У меня есть такой препарат на основе мелатонина. Я всегда беру его в командировки, вовремя которых меняются часовые пояса. Там на упаковке даже изображен летящий самолет.

Совершенно верно. Для людей, которые часто отправляются в командировки, такие препараты незаменимы. Меняется суточный ритм, он вступает в противофазу, и надо восстановить суточную продукцию мелатонина, так называемую циркадианную ритмику. Люди, которые принимают такие меры, лучше себя чувствуют, у них выше выносливость. Мы проводили соответствующие исследования, и выяснилось: если человек перелетает из нашей страны в Соединенные Штаты, ему нужно около месяца, чтобы прийти в норму. А если использовать мелатонин, для адаптации достаточно двух-трех дней.

Семен Исаакович, я вижу, что в вашей новой книге «Хронобиология и хрономедицина» есть целый большой раздел «Биоритмы и космос». Какая связь?

Самая тесная. Как мы знаем, существуют магнитные бури, которые влияют на наши здоровье и самочувствие. Оказывается, есть экзогенные ритмы, которые меняют продукцию мелатонина и всю ритмику организма человека в зависимости от этих факторов. Мы проанализировали работу скорой помощи Москвы с точки зрения того, что происходит с Солнцем. Оказалось, в неспокойное время инфарктов миокарда на 10-15% больше, чем обычно. А когда мы начали применять мелатонин, количество таковых значительно уменьшилось. Убедительно?

Сейчас идет речь о том, что люди хотят создавать поселения на Луне. Потом собираются колонизировать Марс. Так вот, если это когда-нибудь произойдет, биоритмику это сломает во всех отношениях. Это вам не полет в США или во Владивосток. Суточный ритм там будет совершенно другой. Если использовать хрономедицину, мы сделаем полет значительно легче. Человек, собирающийся покорять космос, должен быть адаптивен к тем изменениям, которые обязательно будут с ним происходить, когда он покинет родную планету.

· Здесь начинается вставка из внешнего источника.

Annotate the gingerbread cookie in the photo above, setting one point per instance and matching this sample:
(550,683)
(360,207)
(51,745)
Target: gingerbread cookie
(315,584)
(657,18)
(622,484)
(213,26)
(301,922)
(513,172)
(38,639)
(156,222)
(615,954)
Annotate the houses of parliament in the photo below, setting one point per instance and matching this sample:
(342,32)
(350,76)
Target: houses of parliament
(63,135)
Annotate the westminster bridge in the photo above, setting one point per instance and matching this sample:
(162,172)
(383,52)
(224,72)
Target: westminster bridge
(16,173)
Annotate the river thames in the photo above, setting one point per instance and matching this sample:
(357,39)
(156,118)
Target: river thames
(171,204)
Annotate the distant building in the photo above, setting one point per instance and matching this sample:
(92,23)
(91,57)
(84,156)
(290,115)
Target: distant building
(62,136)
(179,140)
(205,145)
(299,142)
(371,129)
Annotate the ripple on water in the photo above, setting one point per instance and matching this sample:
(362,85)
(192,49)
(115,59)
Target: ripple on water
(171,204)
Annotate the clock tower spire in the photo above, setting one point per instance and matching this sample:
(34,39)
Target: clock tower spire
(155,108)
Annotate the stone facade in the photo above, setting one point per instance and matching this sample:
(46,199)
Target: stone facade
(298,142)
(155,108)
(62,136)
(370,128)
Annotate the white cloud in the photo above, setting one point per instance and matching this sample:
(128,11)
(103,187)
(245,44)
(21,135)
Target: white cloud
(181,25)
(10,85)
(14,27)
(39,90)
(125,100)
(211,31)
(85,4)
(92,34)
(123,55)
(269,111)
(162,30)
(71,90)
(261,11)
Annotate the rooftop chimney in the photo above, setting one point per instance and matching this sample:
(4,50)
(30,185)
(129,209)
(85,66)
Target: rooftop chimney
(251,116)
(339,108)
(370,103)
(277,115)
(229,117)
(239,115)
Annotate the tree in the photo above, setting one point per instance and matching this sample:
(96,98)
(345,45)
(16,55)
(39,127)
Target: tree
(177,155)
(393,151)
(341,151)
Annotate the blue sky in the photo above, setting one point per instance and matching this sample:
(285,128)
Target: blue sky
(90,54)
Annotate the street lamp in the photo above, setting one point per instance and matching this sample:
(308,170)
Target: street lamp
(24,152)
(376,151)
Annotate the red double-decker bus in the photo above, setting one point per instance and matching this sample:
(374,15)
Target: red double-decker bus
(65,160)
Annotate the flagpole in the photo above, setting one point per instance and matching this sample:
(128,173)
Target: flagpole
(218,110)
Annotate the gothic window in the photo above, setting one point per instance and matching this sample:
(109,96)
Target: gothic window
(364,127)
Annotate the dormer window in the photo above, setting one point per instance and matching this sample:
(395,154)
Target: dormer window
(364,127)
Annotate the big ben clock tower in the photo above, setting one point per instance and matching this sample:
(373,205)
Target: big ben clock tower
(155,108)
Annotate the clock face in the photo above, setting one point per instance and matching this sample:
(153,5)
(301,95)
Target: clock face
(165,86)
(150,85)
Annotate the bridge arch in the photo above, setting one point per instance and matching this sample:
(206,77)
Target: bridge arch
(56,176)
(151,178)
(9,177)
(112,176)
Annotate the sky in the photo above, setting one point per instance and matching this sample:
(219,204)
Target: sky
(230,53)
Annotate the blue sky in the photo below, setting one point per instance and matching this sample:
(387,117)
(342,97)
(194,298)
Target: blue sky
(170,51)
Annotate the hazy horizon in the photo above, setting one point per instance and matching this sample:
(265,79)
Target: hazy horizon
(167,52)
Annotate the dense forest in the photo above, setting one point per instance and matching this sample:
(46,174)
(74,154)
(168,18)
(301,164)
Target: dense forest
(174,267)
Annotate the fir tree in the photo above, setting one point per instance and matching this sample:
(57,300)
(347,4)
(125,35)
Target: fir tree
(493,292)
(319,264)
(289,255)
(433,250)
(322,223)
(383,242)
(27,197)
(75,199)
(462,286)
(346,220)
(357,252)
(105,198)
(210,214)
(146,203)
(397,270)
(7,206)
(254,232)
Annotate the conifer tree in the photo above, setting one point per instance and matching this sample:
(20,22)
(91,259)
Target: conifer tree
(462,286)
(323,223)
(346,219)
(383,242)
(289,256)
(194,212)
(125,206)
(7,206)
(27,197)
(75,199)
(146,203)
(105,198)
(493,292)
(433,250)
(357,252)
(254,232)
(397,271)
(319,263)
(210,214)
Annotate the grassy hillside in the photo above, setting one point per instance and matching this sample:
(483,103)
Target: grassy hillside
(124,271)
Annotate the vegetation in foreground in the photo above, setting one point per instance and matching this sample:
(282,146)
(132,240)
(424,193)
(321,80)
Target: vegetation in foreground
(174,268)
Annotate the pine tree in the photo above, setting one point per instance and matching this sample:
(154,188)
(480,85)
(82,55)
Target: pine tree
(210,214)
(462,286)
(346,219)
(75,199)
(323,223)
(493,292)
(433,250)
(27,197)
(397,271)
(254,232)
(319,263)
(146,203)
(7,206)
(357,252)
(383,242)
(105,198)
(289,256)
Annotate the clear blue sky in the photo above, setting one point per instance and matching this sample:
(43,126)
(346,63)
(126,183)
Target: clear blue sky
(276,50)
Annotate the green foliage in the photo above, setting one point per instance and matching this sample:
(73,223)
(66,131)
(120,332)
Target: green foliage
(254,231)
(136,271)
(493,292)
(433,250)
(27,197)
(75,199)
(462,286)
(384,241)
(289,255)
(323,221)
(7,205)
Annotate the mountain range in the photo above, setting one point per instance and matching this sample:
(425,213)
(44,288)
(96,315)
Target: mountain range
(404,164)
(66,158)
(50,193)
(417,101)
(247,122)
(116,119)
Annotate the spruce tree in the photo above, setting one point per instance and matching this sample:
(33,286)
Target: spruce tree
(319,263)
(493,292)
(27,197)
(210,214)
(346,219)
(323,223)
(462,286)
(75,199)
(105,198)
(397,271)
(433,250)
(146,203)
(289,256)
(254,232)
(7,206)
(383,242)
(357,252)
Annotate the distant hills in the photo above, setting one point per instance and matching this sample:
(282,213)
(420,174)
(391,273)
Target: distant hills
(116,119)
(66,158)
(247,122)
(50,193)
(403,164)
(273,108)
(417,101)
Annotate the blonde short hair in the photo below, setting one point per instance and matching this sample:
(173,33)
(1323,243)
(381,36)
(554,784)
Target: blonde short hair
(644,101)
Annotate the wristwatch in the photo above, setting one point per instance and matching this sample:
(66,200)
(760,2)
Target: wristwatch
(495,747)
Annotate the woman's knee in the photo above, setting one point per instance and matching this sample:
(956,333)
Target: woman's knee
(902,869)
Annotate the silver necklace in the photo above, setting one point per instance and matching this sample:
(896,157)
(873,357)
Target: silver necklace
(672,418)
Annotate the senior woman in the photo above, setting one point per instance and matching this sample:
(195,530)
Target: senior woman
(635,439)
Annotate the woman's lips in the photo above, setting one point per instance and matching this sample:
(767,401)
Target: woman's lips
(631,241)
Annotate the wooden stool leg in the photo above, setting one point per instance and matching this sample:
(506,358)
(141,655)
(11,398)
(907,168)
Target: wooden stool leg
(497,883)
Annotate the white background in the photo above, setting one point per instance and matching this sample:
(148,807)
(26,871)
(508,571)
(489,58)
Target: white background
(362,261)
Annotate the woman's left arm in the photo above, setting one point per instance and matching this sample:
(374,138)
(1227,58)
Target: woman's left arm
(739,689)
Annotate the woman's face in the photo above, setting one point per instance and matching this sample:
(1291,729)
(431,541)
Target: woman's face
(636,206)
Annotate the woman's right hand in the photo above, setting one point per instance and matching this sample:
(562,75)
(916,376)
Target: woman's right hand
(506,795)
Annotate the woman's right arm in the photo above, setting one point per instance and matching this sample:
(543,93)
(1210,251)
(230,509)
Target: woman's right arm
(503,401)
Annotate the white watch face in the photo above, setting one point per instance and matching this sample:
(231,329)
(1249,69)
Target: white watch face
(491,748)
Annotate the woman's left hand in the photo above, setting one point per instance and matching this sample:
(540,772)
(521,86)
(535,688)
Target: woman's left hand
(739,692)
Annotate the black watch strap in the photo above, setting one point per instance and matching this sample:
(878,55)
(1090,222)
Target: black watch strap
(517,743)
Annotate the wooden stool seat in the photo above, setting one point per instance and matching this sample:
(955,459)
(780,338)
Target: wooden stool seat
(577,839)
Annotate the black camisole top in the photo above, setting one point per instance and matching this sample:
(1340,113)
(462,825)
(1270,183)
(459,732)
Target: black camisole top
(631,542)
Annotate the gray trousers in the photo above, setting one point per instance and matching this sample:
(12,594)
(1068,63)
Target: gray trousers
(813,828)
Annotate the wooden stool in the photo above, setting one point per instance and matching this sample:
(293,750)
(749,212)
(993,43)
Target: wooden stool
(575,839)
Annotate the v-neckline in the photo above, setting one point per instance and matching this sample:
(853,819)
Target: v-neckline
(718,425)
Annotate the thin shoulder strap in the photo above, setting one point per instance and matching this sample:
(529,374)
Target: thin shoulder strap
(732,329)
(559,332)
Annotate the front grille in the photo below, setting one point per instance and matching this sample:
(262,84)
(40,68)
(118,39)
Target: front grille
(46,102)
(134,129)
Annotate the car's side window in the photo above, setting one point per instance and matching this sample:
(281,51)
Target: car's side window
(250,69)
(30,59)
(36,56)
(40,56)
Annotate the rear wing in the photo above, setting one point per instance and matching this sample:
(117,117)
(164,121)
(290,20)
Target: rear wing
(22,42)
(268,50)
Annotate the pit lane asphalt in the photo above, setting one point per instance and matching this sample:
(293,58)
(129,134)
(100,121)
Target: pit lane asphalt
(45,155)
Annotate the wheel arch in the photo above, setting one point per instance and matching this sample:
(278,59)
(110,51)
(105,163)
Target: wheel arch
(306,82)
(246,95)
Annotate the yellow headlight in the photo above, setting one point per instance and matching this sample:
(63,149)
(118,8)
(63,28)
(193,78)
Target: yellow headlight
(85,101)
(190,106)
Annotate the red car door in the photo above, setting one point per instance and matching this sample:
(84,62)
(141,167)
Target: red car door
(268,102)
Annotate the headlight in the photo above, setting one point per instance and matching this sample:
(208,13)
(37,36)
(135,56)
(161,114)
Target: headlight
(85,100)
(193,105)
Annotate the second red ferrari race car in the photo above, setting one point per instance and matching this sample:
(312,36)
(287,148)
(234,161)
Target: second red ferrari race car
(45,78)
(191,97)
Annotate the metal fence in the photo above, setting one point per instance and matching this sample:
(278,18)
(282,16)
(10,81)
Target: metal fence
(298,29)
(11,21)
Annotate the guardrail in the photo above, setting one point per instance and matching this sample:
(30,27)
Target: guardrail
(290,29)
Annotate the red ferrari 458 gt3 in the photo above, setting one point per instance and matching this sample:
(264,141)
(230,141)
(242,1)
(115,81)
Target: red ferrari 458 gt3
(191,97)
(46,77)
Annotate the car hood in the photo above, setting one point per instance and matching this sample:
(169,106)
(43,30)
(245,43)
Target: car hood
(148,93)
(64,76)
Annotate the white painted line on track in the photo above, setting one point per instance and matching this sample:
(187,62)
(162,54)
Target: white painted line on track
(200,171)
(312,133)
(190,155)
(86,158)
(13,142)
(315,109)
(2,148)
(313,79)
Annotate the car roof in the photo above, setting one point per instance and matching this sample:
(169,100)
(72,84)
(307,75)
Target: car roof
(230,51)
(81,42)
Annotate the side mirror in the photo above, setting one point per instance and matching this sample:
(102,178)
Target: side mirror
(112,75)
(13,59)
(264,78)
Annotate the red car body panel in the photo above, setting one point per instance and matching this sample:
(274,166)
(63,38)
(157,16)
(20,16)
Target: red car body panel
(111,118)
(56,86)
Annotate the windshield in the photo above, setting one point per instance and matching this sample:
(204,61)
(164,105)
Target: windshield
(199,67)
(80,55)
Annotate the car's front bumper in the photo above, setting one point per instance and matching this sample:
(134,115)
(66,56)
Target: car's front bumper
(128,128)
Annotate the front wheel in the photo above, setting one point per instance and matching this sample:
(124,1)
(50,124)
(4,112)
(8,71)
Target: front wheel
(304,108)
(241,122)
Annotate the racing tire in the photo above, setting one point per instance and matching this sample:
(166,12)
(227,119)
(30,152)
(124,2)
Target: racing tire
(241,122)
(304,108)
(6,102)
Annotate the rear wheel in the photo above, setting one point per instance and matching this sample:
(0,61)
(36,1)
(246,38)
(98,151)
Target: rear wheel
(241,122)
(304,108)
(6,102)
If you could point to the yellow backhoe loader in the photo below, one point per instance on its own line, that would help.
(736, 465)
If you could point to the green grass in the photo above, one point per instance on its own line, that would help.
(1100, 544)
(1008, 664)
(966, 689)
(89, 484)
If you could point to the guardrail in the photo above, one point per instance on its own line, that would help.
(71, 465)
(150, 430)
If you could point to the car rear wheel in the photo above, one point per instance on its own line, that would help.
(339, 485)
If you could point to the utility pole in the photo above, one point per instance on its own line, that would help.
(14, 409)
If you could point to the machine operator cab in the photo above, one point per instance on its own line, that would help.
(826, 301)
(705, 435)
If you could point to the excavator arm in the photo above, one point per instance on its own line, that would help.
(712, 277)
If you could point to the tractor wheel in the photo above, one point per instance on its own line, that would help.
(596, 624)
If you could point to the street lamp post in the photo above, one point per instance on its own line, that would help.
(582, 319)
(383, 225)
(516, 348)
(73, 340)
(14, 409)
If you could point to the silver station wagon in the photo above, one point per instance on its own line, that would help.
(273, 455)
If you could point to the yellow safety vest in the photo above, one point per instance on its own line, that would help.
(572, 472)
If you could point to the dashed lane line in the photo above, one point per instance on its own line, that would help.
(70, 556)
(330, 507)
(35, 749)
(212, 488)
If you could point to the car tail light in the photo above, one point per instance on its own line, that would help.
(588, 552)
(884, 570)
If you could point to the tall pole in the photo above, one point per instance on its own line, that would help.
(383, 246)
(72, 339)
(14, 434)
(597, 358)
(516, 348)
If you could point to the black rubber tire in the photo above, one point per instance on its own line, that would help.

Семен Исаакович, в позапрошлом году Нобелевскую премию по биологии и медицине получили зарубежные ученые за исследование биологических часов. А ведь вы этим занимаетесь уже много лет. Не обидно?

Ну что вы! Наоборот, я очень рад. что наши зарубежные коллеги смогли показать всему миру важность этих работ. Тем более что они вышли на принципиально новый уровень — генетический. Мы этим не занимались. Хотя около десяти лет назад я хотел создать такую лабораторию в МГУ, подключить генетиков. Не вышло. Но я очень горд, что Первый Московский государственный медицинский университет им. И.М. Сеченова стал действительно первым, где работа в этом направлении ведется уже многие годы. И ведется успешно. Спасибо нашему ректору— академику П.В. Глыбочко.

Какими вам видятся перспективы развития хрономедицины в нашей стране?

Думаю, перспективы неплохие. Не так давно прошел III Всероссийский съезд по хронобиологии и хрономедицине, собралось много специалистов, прозвучало множество интересных докладов. Это означает, что многие понимают, насколько важно развивать это направление. А я всегда считал и считаю, что это одно из важнейших и перспективных направлений в медицине, которое без больших затрат и сложных исследований может сделать нас всех здоровее и счастливее.